Recuerdo que era bien chiquito, Madre estaba muy gorda, de repente mientras movía el pote con el cucharón, empezó a chorrear agua por entre las piernas, dejó el guiso, salió corriendo al huerto en busca de Padre; entró a la casa corriendo, a su habitación; Padre entró en la casa detrás de ella, cogió los aperos para montar al percherón, y salió corriendo en busca de Tía Fulgencia. Cuando llegó Padre con Tía, ésta empezó a mandar como si fuera Madre, no me gustó, pero Tía, hermana de Padre, daba miedo, así que todos hicimos todo sin protestar, incluido Padre. Mientras Tía mandaba poner agua a hervir, buscar sábanas y toallas limpias; Madre gritaba, lloraba, lloraba, chillaba. Padre callaba. Tía decía: - Sara, hija -, -¡empuja!...,-¡respira!-. Fue la primera vez que escuché el nombre de Madre. Madre siempre ha sido Madre. Qué bonito sonaba –‘Saaaaara’ – decía en bajito para no olvidar. Después sobrevino una gran calma ahuyentada por el aguijón de un llanto; días después Madre nos decía que era nuestro hermano.
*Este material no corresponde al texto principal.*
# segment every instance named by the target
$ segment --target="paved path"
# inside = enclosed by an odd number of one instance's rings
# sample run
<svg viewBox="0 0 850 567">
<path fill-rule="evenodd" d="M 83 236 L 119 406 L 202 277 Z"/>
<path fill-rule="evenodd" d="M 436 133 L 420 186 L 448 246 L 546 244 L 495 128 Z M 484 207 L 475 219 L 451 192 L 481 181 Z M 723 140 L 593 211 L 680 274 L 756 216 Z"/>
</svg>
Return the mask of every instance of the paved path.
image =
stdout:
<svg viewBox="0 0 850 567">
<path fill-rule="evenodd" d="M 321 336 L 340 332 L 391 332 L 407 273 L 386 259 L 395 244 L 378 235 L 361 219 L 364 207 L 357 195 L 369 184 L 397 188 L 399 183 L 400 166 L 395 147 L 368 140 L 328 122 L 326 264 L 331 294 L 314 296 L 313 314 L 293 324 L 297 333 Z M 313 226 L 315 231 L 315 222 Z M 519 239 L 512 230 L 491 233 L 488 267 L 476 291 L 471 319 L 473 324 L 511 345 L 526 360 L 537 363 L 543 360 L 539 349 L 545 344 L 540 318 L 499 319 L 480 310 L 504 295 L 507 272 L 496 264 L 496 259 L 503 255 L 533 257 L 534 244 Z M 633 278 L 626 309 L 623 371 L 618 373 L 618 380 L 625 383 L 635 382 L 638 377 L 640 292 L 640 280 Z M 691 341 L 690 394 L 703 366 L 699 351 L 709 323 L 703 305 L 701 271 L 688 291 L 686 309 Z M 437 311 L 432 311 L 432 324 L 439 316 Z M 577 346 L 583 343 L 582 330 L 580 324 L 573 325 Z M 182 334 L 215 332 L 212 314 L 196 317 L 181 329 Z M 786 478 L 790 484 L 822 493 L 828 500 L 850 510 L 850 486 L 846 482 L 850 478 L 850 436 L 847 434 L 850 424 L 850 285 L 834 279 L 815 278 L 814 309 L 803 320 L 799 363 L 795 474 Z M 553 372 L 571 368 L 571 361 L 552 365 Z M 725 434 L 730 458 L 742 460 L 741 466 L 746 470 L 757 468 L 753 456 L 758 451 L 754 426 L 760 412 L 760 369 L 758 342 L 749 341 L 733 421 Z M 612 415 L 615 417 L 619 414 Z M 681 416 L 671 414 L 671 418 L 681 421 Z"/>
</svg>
Esto pasó algunas veces más, dónde cada día soportaba menos los llantos-gritos de Madre. Intuía que Padre tenía algo que ver y por ello me gustaba menos. No me gustaba Padre, si no fuera Padre. Desde que Madre alumbró a dos niños juntos, no ha tenido que entrar corriendo en la habitación nunca más, sin embargo el año pasado la alcoba se tiño de negro, de olor a incienso, de velas encendidas; los gemelos tuvieron fiebres muy altas durante demasiados días, al final, como decían las ancianas, la Señora de la Guadaña vino para cuidarlos para siempre; poco me fiaba yo de esa Señora esquiva a la cual no he visto nunca en casa; pero que por lo visto, nos había visitado algunas veces más.
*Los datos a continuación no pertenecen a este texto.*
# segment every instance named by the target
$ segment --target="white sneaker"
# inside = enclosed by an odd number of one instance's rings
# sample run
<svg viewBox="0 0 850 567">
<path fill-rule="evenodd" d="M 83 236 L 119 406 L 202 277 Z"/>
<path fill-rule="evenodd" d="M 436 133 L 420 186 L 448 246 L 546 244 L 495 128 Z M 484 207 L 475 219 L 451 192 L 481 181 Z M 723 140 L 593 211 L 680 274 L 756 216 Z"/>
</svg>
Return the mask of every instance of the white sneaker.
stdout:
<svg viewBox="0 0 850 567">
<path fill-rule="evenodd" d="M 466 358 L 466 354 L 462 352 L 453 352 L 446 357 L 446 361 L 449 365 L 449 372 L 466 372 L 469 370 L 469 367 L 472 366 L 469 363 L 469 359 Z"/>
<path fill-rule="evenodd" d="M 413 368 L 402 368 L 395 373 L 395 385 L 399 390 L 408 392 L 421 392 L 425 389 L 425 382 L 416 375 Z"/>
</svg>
A la vez que recapacitaba sobre recuerdos vividos a causa de esta alcoba, miré a mi derecha, Madre, compungida, sujetando un paño mojado sobre mi frente, a mi izquierda D. Flavio, el cura; definitivamente, no era buena señal, por que había algo que tenía claro, después de entrar D. Flavio en casa, seguido, viene la Señora de la Guadaña.
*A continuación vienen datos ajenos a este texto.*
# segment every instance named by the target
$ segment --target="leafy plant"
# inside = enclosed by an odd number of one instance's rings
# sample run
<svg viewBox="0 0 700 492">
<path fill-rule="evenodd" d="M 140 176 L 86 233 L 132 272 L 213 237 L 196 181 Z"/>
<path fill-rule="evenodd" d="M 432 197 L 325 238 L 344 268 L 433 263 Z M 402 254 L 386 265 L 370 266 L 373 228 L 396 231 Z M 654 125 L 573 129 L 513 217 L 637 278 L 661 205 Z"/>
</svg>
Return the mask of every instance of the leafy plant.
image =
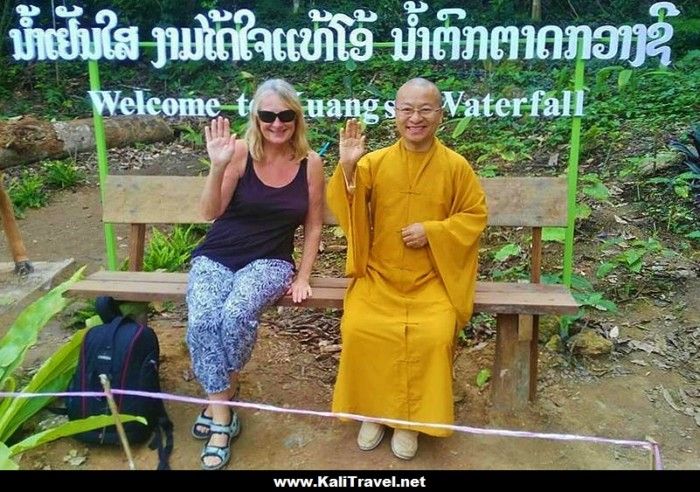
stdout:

A Facundo y a Padre, los veía borrosos a los pies de la cama; susurraban sobre mi accidente; agucé el oído, Facundo le decía a Padre que cuando cayó el jabalí encima de mí clavó el colmillo en la espalda. Miré a Madre, fijando mis ojos sobre los suyos, casi sin voz, le dije: - ‘Saaaaara’ –. Sucedió tan rápido, Sara sin avisar, secó sus lágrimas, echó a D. Flavio, e hizo que Padre y Facundo fueran en busca del médico que me había atendido antes; cerré los ojos relajado, había salido la Señora de la Guadaña de casa para no volver, Sara la había echado a patadas.
No me había dado cuenta del silencio sepulcral que nos rodeaba, hasta que escuché risas, provenientes de la cocina. Mis otros hermanos, atentos, escuchando a Sara como narraba lo que me había pasado; medité, con aplomo, que era poco gracioso lo que me había ocurrido más me gustaba escuchar esa otra señora que se había adueñado de Madre. No pasó mucho tiempo cuando escuché el galope de un caballo junto con el trotar de nuestro percheron, Padre y Facundo a su lomo. El fuerte golpe sobre la puerta de madera más ese olor a flores frescas, me hizo abrir los ojos de forma repentina, buscando al portador de ese dulce aroma, evocaba sus ojos negros como el azabache; su pelo rubio como el sol.
Entró en la alcoba junto a Sara. Cuidadosamente acercó su mano hacía mi cuello extendiendo dos dedos, apoyándolos con delicadeza, mientras miraba su reloj colgado de su chaleco de tres bolsillos. Doctor, le decía ella, al mismo tiempo, que yo observaba, su cara; sus facciones eran suaves, sus mejillas rosas, ese mechón de pelo alborotado en su frente, ese cuello de camisa bien almidonado, ese porte, ese… Pidió a Sara que saliera, necesitaba estar a solas para proceder a un nuevo examen; Sara, en señal de respeto, inclinó la cabeza, acercándose despacio a su oído, le dijó algo que no llegué a escuchar, susurros, mas lo que dijera Madre, le hizo endurecer.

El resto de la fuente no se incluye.